Thanks for coming to this talk.
I know it's the last one of the day in this room,
so I'm sure we're all tired.
I'll get through as quickly as possible.
But yeah, essentially my name is Gabriel.
I am a tech lead on the innovation studios working on
a project called Formuleic,
but more on that later within Mozilla.
This presentation is all about,
yeah, as we just mentioned,
why intelligence is tricky and how to integrate
LLMs in standard code.
So I guess this probably makes sense to start with the definition.
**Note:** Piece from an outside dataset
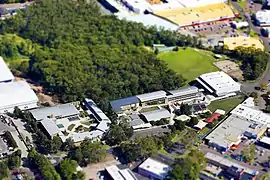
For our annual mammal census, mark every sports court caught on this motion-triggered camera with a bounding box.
[154,3,235,26]
[224,36,264,50]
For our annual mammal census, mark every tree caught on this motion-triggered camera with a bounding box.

So LLM, probably a term you've heard a lot throughout
this conference, is essentially a large language model,
and that is a program that can
naturally understand human text and do something with it
that a traditional program cannot.
So just to reiterate that,
it's essentially a program that doesn't need a specific syntax,
it just works with natural language,
which is actually pretty interesting when you think about it.
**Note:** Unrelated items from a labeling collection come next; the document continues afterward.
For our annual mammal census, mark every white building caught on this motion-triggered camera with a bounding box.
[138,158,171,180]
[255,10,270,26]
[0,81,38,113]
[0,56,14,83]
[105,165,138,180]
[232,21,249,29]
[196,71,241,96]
Actually, I had a question for the audience,
who here has played around with chat GPT or other chat bots or LLMs?
Literally everyone has their hand up.
I was the opposite, who didn't?
Yeah, but who found that actually useful?
And just put everyone too, awesome.
Okay, just about, not everybody literally.
Yeah, so just before we get started too deeply,
I just wanted to make mention that there's
a lot of terminology in the space.
Everything has a name, a definition, and lots of weird words.
So apologize in advance if I don't explain every one of those words,
just there's so much going on in such a short talk.
So yeah, so as we all just learned,
everybody thinks it's kind of useful.
I also think LLMs actually have utility and are quite useful.
These are just two random examples I pulled up,
but essentially LLMs can help categorize content,
answer questions, provide summaries,
help create content, and structure unstructured data,
and plenty of other things.
They're essentially the proverbial hammer in the toolbox.
They can kind of do anything you want them to do.
Doesn't mean you should be using them necessarily,
but you can do it.
So I think it'd be appropriate just to have a quick example
of a traditional app that is not intelligent,
and then what it looks like when you add intelligence,
and just how easy it can be once you get things set up.
So in this case, we have a node application,
just takes unstructured text from a user,
and stores it in a database unless you use a retreat.
Nothing special.
But then when we add an LLM, for example,
we can then take this unstructured information,
craft a little prompt for it, a prompt
is just an instruction for the LLM,
and then get the LLMs to return something
quite unique or useful to us.
In this case, the LLM output is a category
of what the node could actually be called,
and that helps with organizational structure
things in the database.
And this is amazing, but let's be real.
There are some issues over this technology.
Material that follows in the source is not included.